Queanbeyan and Palerang councils were among 44 merged last May in a controversial move that led to legal action from a number of local government organisations.

Queanbeyan-Palerang Regional Council administrator Tim Overall said it was business as usual for the organisation after a video meeting with staff from Ms Berejiklian’s office Tuesday afternoon.

“My focus has always been Queanbeyan, but my position has been that if the government was going to merge councils it was very important that we get behind the government’s initiatives in that regard and make them highly successful, those mergers, and being appointed administrator, that’s what I’m about,” he said.

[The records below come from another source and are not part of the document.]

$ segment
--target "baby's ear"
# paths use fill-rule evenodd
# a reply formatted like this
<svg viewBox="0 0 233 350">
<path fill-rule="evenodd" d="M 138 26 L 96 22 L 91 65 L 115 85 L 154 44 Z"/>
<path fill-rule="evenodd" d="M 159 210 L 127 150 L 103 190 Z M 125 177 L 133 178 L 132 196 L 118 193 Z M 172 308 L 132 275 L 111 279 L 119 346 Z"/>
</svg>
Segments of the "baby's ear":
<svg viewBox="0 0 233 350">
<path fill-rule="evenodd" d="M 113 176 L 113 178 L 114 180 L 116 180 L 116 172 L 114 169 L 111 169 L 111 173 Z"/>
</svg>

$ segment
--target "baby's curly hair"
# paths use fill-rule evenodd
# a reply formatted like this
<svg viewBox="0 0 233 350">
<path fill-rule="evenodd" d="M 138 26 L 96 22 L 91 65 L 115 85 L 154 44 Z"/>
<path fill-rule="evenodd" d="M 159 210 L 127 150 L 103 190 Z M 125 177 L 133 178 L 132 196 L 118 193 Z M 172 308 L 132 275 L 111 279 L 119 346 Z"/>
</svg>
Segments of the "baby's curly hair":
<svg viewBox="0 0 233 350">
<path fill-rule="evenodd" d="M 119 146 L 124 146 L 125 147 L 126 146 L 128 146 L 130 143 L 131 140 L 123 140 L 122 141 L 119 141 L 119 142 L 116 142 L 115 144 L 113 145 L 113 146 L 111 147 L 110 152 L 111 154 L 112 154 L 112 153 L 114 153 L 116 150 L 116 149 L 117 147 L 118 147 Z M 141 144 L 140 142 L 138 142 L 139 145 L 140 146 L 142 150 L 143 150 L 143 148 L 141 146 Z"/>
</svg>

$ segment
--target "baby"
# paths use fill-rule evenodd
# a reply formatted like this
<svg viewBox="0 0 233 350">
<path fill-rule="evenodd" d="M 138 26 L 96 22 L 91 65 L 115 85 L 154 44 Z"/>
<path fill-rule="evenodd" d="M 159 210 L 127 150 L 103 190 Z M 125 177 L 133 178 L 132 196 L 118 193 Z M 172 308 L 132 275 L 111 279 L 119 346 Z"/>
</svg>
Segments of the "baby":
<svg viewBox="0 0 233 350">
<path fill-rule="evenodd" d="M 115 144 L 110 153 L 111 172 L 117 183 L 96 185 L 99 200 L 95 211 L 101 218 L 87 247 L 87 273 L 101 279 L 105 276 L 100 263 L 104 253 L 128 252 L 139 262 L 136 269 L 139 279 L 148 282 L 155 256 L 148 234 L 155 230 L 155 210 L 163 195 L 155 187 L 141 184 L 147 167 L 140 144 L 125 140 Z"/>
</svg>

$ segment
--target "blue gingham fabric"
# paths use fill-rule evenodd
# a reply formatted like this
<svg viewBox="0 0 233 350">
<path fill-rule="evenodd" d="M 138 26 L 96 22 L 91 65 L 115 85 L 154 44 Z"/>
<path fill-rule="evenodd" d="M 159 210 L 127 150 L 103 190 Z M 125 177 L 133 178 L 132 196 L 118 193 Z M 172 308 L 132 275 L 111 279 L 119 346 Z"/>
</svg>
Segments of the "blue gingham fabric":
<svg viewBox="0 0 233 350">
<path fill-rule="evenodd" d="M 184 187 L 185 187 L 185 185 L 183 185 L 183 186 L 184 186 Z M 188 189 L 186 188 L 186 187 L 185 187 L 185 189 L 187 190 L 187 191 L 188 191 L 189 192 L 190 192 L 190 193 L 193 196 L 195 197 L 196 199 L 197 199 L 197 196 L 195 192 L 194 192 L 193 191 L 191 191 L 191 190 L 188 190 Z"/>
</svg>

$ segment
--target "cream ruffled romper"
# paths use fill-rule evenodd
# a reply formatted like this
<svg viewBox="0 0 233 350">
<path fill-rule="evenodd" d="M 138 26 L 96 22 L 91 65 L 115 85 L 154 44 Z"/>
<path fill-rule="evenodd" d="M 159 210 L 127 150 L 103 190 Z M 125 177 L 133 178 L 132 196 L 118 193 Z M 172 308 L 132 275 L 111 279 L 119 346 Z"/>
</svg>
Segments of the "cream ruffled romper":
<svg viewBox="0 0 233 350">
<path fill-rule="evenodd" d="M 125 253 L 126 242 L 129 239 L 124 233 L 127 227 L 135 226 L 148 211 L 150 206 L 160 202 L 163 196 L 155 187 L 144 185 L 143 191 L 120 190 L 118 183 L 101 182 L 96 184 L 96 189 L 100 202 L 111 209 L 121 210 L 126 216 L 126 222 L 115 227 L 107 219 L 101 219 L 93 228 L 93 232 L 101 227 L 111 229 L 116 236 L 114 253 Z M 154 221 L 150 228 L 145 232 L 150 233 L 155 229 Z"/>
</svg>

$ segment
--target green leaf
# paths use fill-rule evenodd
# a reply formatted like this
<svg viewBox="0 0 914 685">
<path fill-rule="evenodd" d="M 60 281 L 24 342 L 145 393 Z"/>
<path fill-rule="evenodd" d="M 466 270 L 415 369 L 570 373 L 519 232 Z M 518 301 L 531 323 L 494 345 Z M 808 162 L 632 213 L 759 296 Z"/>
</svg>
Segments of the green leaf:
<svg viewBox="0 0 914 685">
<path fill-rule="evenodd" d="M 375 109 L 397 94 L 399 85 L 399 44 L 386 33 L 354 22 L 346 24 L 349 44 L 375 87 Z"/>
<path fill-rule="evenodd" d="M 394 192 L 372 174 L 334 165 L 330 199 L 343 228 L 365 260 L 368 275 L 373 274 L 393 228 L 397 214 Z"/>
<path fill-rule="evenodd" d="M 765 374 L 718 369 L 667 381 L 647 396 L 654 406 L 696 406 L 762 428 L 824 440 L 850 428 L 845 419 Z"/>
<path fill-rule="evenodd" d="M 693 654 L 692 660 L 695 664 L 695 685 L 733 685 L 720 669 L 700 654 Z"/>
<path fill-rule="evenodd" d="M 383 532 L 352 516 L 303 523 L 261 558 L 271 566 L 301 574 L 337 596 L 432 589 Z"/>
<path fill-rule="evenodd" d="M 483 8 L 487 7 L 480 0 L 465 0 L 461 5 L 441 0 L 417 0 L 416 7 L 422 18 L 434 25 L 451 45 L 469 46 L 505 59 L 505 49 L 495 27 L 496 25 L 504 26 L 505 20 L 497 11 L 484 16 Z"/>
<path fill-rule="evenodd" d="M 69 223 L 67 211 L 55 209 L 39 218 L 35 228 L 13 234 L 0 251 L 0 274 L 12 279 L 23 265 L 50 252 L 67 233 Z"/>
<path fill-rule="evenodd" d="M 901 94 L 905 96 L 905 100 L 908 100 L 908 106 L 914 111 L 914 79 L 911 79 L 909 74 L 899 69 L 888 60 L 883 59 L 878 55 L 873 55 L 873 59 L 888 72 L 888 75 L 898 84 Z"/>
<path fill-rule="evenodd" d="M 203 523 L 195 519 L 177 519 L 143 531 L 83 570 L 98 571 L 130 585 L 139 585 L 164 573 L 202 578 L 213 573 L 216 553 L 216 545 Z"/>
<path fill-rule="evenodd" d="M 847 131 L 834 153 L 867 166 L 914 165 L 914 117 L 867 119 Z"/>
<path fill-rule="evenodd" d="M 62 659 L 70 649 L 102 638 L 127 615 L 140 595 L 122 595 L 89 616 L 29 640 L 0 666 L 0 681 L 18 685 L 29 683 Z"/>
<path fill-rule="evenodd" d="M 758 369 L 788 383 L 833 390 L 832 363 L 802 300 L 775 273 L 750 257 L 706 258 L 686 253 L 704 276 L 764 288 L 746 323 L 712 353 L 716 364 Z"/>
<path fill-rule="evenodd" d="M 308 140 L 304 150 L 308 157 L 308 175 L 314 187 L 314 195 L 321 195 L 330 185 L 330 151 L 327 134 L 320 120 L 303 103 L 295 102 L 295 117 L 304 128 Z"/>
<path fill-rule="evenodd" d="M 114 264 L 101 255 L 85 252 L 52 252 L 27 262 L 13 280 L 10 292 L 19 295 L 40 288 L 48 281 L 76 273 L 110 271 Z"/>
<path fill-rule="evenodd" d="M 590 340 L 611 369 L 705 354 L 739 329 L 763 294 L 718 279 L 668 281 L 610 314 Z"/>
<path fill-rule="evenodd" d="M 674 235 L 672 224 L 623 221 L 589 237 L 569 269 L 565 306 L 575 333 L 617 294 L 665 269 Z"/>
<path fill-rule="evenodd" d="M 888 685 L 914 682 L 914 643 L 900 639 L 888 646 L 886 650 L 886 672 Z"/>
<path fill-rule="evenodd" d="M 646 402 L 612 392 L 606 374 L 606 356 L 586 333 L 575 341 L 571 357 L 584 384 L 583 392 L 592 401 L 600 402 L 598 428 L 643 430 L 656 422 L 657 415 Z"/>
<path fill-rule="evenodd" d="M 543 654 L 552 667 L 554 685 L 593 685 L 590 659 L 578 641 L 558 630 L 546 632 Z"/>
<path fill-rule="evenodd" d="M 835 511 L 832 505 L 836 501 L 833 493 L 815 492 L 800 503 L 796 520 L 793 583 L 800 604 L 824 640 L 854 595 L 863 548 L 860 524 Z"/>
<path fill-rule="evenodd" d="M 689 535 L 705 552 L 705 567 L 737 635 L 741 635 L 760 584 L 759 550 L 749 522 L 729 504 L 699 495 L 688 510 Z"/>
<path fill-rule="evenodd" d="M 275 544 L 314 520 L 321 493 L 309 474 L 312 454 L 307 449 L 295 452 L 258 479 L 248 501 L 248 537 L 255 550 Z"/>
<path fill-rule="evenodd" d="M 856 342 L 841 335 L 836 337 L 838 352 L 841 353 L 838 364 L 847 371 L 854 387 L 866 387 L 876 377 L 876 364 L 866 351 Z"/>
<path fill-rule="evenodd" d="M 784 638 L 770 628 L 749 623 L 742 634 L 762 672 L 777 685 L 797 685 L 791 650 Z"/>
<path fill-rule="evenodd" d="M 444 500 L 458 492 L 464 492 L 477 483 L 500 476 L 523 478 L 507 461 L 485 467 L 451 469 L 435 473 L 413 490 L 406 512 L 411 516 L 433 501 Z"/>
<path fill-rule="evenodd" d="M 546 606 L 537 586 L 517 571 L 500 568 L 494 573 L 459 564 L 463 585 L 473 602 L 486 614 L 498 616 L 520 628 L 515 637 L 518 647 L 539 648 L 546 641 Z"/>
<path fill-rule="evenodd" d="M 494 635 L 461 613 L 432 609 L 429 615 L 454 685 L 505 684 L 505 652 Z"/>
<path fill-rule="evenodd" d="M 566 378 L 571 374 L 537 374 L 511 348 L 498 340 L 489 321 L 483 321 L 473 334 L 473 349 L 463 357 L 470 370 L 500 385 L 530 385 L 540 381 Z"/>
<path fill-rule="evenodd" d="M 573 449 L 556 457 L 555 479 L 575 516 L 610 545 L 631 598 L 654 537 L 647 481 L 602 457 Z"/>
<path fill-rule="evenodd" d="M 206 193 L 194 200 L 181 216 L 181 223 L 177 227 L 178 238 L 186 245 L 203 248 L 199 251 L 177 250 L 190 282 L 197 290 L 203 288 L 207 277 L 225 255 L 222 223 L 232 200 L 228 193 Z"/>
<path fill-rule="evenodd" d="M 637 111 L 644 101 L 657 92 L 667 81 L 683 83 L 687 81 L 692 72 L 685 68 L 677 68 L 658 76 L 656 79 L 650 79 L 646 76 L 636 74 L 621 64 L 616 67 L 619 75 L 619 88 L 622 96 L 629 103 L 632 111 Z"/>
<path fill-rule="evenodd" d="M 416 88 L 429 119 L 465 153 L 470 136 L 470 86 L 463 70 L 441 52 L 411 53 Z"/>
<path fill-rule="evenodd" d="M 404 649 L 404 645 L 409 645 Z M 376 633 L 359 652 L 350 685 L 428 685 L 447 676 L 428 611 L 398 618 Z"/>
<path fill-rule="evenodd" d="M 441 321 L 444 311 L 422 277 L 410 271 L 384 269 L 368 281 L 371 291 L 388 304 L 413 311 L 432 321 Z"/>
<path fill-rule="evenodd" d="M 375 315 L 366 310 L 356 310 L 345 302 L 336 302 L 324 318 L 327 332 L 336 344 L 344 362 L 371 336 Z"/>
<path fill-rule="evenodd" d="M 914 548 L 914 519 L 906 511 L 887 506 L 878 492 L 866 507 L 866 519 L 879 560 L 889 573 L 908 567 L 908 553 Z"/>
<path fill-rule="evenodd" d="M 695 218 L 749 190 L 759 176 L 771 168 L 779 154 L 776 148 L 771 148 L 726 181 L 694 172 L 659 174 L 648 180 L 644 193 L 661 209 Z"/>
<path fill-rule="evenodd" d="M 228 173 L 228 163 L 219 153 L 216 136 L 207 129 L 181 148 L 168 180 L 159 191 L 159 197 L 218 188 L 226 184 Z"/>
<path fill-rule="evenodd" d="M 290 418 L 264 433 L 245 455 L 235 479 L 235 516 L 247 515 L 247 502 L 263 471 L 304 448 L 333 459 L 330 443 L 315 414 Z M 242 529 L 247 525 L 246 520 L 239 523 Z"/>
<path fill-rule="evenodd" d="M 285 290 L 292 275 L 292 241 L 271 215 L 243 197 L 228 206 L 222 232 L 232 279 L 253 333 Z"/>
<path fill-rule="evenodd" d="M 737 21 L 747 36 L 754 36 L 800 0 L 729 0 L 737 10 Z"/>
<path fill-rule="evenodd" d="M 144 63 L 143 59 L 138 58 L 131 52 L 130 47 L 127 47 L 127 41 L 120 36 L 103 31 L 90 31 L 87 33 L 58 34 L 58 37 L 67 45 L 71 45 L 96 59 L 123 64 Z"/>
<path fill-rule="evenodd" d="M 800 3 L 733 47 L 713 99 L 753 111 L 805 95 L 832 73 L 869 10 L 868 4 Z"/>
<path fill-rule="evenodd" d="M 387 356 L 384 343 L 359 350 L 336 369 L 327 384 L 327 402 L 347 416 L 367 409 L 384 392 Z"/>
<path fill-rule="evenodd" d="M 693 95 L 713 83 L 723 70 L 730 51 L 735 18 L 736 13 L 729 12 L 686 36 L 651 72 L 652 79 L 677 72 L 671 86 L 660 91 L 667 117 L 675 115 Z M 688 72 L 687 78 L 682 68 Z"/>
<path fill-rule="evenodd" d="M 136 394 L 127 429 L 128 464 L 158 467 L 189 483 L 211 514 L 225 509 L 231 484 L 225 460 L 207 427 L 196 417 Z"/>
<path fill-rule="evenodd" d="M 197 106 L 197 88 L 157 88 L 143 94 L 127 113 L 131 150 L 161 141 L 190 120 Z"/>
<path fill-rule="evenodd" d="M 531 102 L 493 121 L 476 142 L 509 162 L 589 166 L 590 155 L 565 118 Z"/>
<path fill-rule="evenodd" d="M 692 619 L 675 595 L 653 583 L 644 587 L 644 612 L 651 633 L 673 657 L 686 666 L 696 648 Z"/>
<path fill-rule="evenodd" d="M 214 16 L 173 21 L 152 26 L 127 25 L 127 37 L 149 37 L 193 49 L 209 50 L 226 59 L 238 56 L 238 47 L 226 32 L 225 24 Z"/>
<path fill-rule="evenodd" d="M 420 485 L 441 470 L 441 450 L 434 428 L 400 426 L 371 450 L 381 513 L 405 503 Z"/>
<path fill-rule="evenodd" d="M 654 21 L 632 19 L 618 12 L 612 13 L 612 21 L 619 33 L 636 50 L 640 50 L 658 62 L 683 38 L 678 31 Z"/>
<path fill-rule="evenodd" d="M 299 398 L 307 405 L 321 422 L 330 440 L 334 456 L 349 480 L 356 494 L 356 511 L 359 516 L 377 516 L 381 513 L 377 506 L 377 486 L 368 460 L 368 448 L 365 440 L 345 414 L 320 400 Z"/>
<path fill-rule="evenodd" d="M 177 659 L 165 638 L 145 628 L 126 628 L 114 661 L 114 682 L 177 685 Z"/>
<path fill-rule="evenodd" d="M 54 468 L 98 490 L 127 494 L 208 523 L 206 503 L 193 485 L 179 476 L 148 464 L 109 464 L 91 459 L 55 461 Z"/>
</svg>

“My view is anecdotally, based on the feedback I’m receiving right across our local government area, whether it’s in Queanbeyan, Braidwood, Bungendore or even further afield, is that there’s general support for the merger.”

Federal Eden-Monaro Labor MP Mike Kelly attended a protest against forced amalgamations last week in support of the seven councils merged to three within his electorate.

“The result of these council mergers is the stripping away of democracy from our community – people were not given a vote on the mergers or the people who run these new councils,” Dr Kelly said on Tuesday.

“Today’s announcement did not even discuss bringing forward council election, so the extended reign of unelected administrators continues.”

Deputy Premier and Nationals leader John Barilaro – who represents Queanbeyan as part of the Monaro electorate – vowed last month to put a stop to mergers in bush areas.

“Local councils in the bush have done their fair share to contribute to stronger local government in NSW, and today we draw a line under local government amalgamations in the regions,” he said in a statement on Tuesday.

“This decision has been made to ensure that we put an end to the confusion and uncertainty for those councils locked in drawn-out legal battles.

“I am looking forward to the local government elections in September to restore local decision-making to our regions.”

Snowy Monaro Council will also stay merged. Yass Valley Council, Bega Valley and Eurobodalla remain unaffected.